Literary Afterlife of Raymond Carver
Title | Literary Afterlife of Raymond Carver PDF eBook |
Author | Jonathan Pountney |
Publisher | Edinburgh University Press |
Pages | 216 |
Release | 2020-04-15 |
Genre | Fiction |
ISBN | 1474455522 |
The Literary Afterlife of Raymond Carver examines the cultural legacy of one of America's most renowned short story writers.

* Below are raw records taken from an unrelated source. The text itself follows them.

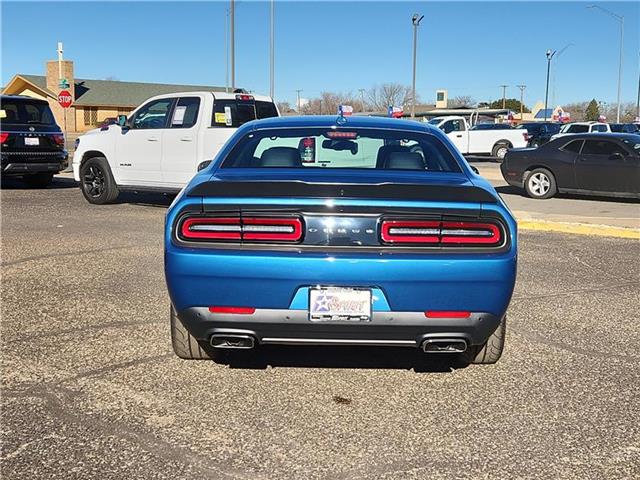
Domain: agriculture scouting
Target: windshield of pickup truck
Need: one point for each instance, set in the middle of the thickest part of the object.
(355, 148)
(26, 112)
(233, 113)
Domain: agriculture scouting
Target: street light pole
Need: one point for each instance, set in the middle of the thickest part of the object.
(361, 90)
(298, 99)
(272, 54)
(521, 87)
(504, 95)
(550, 55)
(415, 21)
(233, 44)
(620, 18)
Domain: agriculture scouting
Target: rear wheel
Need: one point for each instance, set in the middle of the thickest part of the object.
(184, 344)
(540, 184)
(38, 180)
(96, 181)
(491, 351)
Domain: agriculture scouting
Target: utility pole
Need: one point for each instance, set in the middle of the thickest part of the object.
(415, 21)
(504, 95)
(550, 55)
(271, 60)
(298, 99)
(233, 44)
(620, 18)
(521, 87)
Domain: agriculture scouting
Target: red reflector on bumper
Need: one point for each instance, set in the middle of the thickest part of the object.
(233, 310)
(446, 314)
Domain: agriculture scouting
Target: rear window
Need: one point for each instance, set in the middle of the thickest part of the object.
(323, 148)
(26, 112)
(233, 113)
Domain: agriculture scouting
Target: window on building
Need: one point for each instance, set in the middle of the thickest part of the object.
(90, 115)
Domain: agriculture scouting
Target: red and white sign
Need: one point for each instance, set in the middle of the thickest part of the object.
(65, 99)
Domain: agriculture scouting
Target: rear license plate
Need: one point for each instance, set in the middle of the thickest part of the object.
(339, 304)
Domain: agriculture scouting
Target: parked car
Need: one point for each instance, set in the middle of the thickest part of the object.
(599, 164)
(480, 142)
(582, 127)
(163, 143)
(491, 126)
(383, 236)
(539, 133)
(32, 142)
(624, 127)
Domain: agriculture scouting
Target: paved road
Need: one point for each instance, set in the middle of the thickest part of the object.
(91, 389)
(616, 212)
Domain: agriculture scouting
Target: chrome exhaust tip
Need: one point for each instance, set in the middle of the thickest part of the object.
(444, 345)
(224, 340)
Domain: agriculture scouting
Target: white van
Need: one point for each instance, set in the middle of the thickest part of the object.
(162, 143)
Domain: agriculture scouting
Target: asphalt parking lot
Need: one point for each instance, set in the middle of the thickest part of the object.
(91, 388)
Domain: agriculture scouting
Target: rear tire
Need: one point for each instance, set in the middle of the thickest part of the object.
(540, 184)
(96, 181)
(491, 351)
(184, 344)
(38, 180)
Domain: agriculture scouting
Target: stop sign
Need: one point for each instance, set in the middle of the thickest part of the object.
(64, 99)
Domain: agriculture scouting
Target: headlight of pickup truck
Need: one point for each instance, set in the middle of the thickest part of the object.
(204, 164)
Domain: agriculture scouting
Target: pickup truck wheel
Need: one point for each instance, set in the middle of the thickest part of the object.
(96, 181)
(38, 180)
(500, 150)
(491, 351)
(540, 184)
(184, 344)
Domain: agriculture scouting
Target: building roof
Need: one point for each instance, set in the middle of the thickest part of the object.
(116, 93)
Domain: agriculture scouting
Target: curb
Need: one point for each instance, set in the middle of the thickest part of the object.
(580, 229)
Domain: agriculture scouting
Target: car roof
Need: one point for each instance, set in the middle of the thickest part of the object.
(328, 121)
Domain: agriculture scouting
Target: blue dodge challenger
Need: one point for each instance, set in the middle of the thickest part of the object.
(340, 231)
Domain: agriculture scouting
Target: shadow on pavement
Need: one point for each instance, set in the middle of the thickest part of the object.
(339, 357)
(16, 183)
(510, 190)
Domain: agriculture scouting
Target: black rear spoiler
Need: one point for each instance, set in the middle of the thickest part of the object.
(377, 191)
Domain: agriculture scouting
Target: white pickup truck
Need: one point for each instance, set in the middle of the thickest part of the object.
(162, 143)
(480, 142)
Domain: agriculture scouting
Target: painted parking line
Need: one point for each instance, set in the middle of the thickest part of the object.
(580, 229)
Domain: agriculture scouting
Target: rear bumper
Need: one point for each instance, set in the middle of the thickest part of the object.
(289, 326)
(23, 164)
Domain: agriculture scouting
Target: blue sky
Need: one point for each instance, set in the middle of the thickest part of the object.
(469, 48)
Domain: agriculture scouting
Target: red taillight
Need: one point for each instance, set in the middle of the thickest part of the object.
(272, 229)
(400, 231)
(446, 314)
(440, 233)
(211, 228)
(58, 138)
(233, 310)
(252, 229)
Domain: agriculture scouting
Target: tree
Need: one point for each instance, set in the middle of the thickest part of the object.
(462, 101)
(512, 104)
(381, 97)
(592, 112)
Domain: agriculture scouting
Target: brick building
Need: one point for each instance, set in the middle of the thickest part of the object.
(94, 100)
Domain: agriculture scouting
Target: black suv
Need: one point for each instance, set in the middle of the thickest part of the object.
(540, 133)
(32, 142)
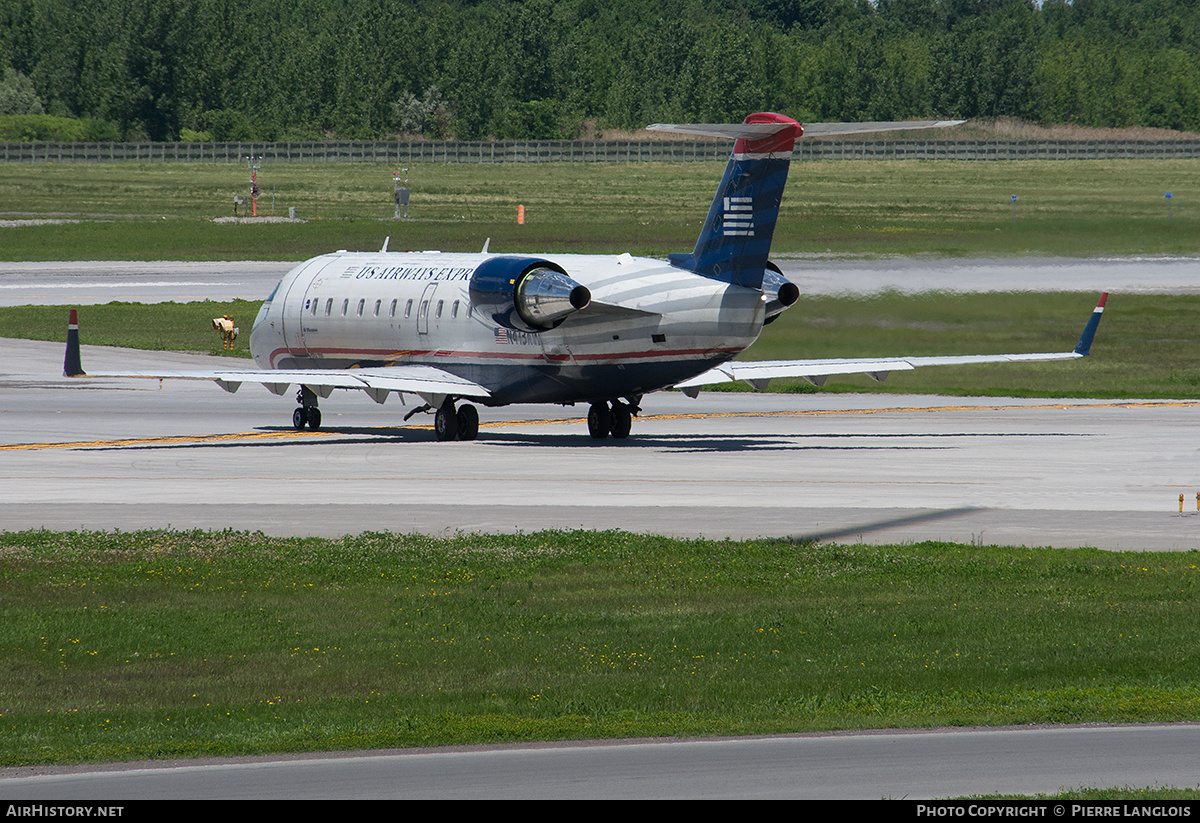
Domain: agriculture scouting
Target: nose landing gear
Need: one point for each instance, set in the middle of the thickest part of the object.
(613, 418)
(307, 414)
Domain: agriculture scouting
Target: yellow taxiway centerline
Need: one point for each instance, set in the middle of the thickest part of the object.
(699, 415)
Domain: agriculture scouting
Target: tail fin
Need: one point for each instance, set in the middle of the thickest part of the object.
(71, 364)
(736, 239)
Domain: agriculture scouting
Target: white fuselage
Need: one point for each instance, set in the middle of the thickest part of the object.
(648, 325)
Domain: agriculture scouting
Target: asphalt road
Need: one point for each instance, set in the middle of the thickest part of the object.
(865, 766)
(89, 282)
(131, 454)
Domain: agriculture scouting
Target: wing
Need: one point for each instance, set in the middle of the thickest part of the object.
(761, 372)
(423, 380)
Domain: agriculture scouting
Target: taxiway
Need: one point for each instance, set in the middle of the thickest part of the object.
(103, 454)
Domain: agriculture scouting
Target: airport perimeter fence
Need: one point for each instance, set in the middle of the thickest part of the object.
(582, 151)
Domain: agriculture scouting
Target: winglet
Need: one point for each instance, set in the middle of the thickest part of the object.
(71, 364)
(1084, 347)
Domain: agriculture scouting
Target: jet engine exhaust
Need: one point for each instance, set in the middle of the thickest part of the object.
(780, 292)
(545, 296)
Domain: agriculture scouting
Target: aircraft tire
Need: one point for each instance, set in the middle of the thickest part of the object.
(622, 420)
(599, 421)
(468, 422)
(445, 422)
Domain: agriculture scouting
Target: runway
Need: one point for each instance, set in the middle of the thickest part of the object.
(99, 282)
(127, 454)
(874, 468)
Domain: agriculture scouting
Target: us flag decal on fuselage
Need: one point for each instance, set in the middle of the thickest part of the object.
(738, 218)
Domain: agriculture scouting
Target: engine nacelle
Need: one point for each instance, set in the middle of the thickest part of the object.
(526, 293)
(780, 292)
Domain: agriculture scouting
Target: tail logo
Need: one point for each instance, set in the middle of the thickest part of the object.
(738, 217)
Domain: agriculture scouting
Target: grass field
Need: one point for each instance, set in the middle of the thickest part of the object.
(161, 644)
(167, 211)
(1146, 347)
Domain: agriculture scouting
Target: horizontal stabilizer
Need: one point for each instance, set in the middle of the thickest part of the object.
(837, 128)
(760, 372)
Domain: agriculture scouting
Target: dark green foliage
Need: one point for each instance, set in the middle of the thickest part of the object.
(305, 68)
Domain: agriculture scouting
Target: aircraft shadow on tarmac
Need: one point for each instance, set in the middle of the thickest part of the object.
(670, 443)
(883, 524)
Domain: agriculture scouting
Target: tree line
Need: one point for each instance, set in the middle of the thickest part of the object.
(277, 70)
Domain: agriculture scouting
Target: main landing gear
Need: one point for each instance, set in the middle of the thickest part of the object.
(307, 414)
(460, 424)
(613, 418)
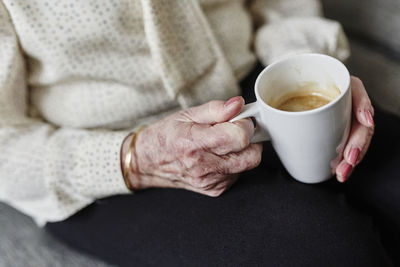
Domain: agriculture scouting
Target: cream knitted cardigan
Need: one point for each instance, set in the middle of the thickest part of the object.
(76, 77)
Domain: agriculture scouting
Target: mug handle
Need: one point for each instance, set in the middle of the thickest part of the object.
(251, 110)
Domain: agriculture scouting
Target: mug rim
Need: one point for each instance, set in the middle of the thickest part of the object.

The Routledge Handbook of North American Indigenous Modernisms
Title | The Routledge Handbook of North American Indigenous Modernisms PDF eBook |
Author | Kirby Brown |
Publisher | Taylor & Francis |
Pages | 464 |
Release | 2022-09-19 |
Genre | Literary Criticism |
ISBN | 1000638324 |
The Routledge Handbook of North American Indigenous Modernisms provides a powerful suite of innovative contributions by both leading thinkers and emerging scholars in the field. Incorporating an international scope of essays, this volume reaches beyond traditional national or euroamerican boundaries to locate North American Indigenous modernities and modernisms in a hemispheric context. Covering key theoretical approaches and topics, this volume includes: Diverse explorations of Indigenous cultural and intellectual production in treatments of dance, poetry, vaudeville, autobiography, radio, cinema, and more Investigation of how we think about Indigenous lives, literatures, and cultural productions in North America from the late nineteenth and early twentieth centuries Surveys of critical geographies of Indigenous literary and cultural studies, including refocused and reframed exploration of the diverse cultures, knowledges, traditions, geographies, experiences, and formal innovations that inform Indigenous literary, intellectual, and cultural productions The Routledge Handbook of North American Indigenous Modernisms presents fresh insight to modernist studies, acknowledging and reconciling the occluded histories of Indigenous erasure, and inviting both students and scholars to expand their understanding of the field.